Die Linzer Stadtbahn - und damit die Durchbindung der Mühlkreisbahn und der neuen Stadtbahn nach Pregarten zum Hauptbahnhof – ist zweifellos das wichtigste Öffi-Projekt für das Mühlviertel und den Zentralraum. Die vertragliche Fixierung ist auch ein zentraler Schritt zur längst überfälligen Verkehrswende in Oberösterreich. Die Schiene war bisher Stiefkind in Oberösterreich. Milliarden sind in Autobahnprojekte geflossen und Bagger nur bei den großen Straßenbauprojekten aufgefahren. Dank der Grünen Regierungsbeteiligung ist jetzt eine Kursänderung machbar.

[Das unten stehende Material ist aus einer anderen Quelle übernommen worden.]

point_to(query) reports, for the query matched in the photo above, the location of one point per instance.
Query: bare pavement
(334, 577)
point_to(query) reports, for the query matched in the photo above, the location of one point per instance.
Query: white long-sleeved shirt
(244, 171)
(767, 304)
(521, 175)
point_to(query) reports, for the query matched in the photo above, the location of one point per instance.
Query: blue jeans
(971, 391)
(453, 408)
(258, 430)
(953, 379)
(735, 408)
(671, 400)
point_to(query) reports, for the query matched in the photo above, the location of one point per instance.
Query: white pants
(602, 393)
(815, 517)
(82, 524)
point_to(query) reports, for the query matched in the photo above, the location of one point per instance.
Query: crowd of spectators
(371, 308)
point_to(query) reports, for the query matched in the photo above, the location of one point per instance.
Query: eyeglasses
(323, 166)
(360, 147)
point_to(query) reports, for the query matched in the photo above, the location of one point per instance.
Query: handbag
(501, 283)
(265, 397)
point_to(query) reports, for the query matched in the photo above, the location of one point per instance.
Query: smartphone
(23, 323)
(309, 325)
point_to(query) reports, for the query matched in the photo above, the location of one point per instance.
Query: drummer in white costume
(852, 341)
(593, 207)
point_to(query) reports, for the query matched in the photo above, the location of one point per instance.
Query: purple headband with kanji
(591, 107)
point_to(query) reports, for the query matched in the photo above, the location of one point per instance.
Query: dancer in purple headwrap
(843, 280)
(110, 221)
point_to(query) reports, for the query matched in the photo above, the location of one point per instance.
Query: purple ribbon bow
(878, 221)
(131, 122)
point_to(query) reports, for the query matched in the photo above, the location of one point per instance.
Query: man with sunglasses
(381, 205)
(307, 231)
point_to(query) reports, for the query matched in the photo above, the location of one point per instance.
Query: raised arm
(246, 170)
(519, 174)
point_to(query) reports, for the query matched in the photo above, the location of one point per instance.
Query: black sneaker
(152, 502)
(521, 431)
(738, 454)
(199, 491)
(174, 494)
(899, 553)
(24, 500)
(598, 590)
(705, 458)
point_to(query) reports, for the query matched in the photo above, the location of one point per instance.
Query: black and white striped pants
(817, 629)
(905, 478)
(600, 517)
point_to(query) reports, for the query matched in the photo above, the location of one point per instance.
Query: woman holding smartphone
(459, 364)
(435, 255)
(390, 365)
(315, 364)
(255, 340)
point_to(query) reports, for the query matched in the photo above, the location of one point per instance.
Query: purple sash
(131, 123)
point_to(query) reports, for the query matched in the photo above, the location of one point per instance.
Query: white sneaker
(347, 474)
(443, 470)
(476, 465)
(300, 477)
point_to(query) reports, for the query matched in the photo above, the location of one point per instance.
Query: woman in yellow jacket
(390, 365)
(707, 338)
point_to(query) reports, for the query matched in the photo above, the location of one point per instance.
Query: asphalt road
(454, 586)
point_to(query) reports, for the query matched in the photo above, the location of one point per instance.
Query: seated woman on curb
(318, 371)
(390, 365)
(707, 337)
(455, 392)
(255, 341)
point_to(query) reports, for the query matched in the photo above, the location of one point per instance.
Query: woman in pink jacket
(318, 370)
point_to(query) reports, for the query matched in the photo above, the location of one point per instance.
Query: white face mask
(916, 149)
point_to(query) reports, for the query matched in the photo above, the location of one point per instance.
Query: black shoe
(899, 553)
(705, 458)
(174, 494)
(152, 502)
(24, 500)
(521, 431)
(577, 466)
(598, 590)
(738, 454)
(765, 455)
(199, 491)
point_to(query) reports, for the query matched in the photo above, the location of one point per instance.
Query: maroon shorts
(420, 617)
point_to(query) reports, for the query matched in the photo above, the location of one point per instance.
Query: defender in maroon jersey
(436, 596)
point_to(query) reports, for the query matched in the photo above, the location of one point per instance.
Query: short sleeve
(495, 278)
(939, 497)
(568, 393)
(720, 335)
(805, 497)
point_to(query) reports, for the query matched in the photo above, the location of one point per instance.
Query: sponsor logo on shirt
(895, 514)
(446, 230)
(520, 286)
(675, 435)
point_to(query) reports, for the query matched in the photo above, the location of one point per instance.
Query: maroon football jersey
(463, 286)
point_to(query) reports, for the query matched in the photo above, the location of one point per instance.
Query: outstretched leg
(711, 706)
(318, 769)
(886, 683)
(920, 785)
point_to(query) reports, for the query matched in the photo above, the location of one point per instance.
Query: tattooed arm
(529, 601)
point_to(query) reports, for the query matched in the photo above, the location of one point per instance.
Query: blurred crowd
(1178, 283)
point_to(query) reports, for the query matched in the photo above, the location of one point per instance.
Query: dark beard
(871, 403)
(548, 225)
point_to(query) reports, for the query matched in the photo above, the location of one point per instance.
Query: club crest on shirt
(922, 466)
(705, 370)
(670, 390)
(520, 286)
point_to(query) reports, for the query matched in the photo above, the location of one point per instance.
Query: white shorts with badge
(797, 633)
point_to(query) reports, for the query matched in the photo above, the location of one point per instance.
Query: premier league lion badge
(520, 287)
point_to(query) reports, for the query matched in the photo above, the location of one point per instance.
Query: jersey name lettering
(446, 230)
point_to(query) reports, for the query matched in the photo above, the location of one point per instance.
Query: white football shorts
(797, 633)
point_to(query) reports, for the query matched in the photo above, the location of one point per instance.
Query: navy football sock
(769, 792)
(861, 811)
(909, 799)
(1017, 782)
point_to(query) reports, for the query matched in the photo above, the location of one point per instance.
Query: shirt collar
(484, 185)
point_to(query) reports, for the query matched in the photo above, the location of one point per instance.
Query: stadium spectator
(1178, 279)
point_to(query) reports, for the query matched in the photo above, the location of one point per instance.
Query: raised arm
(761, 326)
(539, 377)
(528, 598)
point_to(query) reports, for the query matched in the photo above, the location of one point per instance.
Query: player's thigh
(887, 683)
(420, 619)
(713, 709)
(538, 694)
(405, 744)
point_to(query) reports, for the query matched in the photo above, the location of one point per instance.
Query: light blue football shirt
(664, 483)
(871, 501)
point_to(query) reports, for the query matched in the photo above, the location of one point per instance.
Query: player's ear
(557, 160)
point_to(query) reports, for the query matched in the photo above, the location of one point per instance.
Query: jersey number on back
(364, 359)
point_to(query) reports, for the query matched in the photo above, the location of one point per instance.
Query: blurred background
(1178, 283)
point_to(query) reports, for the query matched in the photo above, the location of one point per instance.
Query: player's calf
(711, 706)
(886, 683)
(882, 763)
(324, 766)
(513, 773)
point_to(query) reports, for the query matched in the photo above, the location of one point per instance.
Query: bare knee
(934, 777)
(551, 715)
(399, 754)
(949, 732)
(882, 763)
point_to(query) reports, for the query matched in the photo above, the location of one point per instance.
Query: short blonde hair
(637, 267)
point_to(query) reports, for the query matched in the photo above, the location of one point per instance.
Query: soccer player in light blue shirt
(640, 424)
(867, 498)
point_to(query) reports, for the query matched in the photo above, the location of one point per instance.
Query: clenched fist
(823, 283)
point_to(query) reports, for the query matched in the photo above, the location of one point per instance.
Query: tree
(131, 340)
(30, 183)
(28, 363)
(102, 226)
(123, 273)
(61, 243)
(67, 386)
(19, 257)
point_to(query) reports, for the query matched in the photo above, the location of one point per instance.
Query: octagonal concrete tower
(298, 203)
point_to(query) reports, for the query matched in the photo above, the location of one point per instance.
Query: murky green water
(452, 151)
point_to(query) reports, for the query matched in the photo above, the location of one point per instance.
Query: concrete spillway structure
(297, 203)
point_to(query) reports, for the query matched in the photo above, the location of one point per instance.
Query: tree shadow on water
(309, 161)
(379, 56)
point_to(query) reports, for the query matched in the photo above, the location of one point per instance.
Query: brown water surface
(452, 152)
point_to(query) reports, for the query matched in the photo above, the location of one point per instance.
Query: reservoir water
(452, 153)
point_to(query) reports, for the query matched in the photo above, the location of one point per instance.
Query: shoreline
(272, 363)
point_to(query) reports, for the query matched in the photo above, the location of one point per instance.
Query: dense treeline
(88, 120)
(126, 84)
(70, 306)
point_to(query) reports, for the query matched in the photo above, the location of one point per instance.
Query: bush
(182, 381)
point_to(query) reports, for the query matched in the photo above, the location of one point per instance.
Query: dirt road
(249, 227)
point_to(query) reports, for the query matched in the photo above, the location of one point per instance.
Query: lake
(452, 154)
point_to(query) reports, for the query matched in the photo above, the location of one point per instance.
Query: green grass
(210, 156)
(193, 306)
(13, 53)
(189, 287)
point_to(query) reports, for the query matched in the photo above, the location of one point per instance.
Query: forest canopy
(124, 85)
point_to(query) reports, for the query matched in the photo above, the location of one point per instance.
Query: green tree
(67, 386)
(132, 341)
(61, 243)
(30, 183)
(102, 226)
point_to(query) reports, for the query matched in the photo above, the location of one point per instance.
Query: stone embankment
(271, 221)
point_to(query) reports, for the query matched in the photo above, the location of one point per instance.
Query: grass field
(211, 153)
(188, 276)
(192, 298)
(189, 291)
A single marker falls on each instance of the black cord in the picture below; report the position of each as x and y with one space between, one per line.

Heute wurde ein verkehrspolitischer Meilenstein für die PendlerInnen aus dem Mühlviertel geschafft: Fast 110.000 Menschen pendeln täglich nach Linz, davon 75 Prozent mit dem Auto. Seit Jahrzehnten stehen sie im Stau, warten auf diese Schienenlösung. Sie wurden vertröstet und haben erlebt, wie unzählige Pläne in den Schubladen verschwunden sind. Nun gibt es endlich nicht nur diesen lange ersehnten Vertrag, sondern auch die Umsetzung des kostengünstigen 1-2-3 Tickets. Eine Kombination, die den öffentlichen Verkehr im Land auf eine neue Ebene heben wird.

Alle PendlerInnen, mit denen wir in all den Jahren gesprochen haben, haben die Staus satt, die morgen- und abendliche Blechlawine, die verlorene Zeit und all die damit verbundenen Kosten. Daher gab es immer die Bereitschaft, vom Auto auf die Schiene umzusteigen, wenn es ein attraktives Angebot gibt und die Tarife passen. Den PendlerInnen aus dem Mühlviertel dieses Angebot endlich zu geben, war seit vielen Jahren unser zentrales Anliegen. Nun in Regierungsverantwortung wird diese Alternative auf Weg gebracht – als Erleichterung für abertausende Menschen und wichtigen Beitrag zum Klimaschutz.